Et Clinton était, selon des modalités que les gens ont réécrites depuis sa perte du collège électoral, une candidate efficace de manière non traditionnelle. Après qu’elle ait capturé la nomination démocrate, j’ai écrit un article sur les compétences politiques qui ont fait d’elle la première femme à réaliser cet exploit. Je vois parfois l’article me renvoyé comme une analyse risible démentie par sa perte éventuelle, mais je pense qu’il est absolument correct :
Elle a gagné la primaire démocrate en passant des années à construire lentement, assidûment, des relations avec l’ensemble du parti démocrate. Elle s’est appuyée sur une approche plus traditionnellement féminine du leadership : créer des coalitions, trouver un terrain d’entente et gagner des alliés. Aujourd’hui, 208 membres du Congrès ont soutenu Clinton ; seulement huit ont soutenu Sanders.

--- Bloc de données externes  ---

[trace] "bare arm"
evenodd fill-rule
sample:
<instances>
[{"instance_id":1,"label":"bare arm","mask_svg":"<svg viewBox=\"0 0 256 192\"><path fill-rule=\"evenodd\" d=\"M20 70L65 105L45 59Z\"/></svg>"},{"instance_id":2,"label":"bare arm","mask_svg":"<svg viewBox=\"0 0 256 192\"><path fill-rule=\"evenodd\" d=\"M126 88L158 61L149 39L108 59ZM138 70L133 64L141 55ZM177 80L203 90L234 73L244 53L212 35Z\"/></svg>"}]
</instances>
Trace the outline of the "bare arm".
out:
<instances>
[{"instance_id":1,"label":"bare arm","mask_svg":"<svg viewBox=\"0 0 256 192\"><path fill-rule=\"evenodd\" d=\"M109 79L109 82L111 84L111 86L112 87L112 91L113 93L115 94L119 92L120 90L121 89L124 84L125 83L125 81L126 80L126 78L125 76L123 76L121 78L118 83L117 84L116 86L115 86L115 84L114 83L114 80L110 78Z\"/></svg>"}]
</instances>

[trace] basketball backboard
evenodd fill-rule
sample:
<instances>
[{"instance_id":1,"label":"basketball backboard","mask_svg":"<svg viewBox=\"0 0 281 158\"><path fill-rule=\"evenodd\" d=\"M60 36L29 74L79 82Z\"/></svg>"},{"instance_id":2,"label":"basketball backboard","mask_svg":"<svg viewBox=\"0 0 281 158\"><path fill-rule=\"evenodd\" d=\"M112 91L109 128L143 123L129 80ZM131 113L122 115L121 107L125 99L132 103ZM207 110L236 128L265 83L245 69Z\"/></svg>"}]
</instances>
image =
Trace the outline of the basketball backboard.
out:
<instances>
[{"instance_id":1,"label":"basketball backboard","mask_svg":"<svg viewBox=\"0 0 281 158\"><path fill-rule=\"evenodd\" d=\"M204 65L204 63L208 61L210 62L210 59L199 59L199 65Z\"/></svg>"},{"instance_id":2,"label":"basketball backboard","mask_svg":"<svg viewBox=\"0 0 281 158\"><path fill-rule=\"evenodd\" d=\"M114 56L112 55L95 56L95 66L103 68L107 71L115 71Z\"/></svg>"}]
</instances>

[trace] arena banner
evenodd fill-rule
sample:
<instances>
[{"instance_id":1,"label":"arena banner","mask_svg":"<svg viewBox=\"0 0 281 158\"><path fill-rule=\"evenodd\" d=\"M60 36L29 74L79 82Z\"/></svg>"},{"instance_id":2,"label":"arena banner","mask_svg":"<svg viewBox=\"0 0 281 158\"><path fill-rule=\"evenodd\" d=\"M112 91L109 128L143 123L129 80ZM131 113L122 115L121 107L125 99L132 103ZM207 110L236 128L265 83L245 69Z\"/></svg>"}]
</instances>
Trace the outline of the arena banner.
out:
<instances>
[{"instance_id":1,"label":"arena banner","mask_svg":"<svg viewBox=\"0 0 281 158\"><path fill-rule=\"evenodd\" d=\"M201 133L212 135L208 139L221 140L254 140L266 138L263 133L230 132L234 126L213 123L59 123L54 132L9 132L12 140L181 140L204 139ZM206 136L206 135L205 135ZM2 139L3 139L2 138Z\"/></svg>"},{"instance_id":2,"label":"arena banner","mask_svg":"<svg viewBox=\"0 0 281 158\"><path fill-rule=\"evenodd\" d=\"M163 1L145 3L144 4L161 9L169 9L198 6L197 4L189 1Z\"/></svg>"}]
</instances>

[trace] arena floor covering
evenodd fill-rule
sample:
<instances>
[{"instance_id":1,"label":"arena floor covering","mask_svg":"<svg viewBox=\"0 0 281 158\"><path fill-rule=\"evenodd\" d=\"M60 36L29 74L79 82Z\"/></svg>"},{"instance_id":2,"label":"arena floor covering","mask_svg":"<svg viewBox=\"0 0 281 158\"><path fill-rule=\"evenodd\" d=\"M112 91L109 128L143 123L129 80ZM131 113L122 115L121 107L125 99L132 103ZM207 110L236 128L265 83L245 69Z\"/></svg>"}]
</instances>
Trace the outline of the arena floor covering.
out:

Pour faire quelque chose d’aussi difficile que de devenir la première femme candidate à la présidence d’un grand parti politique, a dû faire quelque chose d’extraordinairement difficile : elle a dû construire une coalition, soutenue par un réseau de relations, qui éclipse en largeur et en profondeur tout ce qu’un non-président avait créé auparavant. C’était un plan qui jouait sur ses forces, par opposition aux forces de ses challengers (entièrement masculins). Et elle a réussi.
Hillary Clinton est une politicienne talentueuse sur le plan générationnel – bien que sur un ensemble différent de dimensions que les hommes ont tendance à être des politiciens talentueux.
De même, Clinton a vraiment écrasé Trump dans les débats. Comme je l’ai écrit alors, la plupart des débats présidentiels ont peu d’effet sur les sondages. Les performances de Clinton ont été inhabituelles en ce sens qu’elles ont transformé la course. À la veille du premier débat, Trump et Clinton étaient pratiquement à égalité. À la fin du troisième, Clinton avait ouvert une avance massive – une avance qui, si elle avait été conservée, lui aurait certainement fait gagner l’élection.
Il faut aussi le dire : De nombreuses forces de Clinton ont été cachées par nos attentes sexuées à l’égard des dirigeants – ce en quoi elle était bonne aurait été important pour sa présidence, mais ce n’est pas ce que 44 présidents masculins d’affilée nous ont appris à ou même à voir. Quiconque pense que le sexisme n’est pas une force dans la politique américaine devrait avoir une bonne réponse à la question de savoir pourquoi, dans un pays qui compte plus de la moitié de femmes, il n’y a jamais eu de femme présidente et, à part Clinton, aucune femme n’a jamais été près de remporter l’investiture d’un grand parti.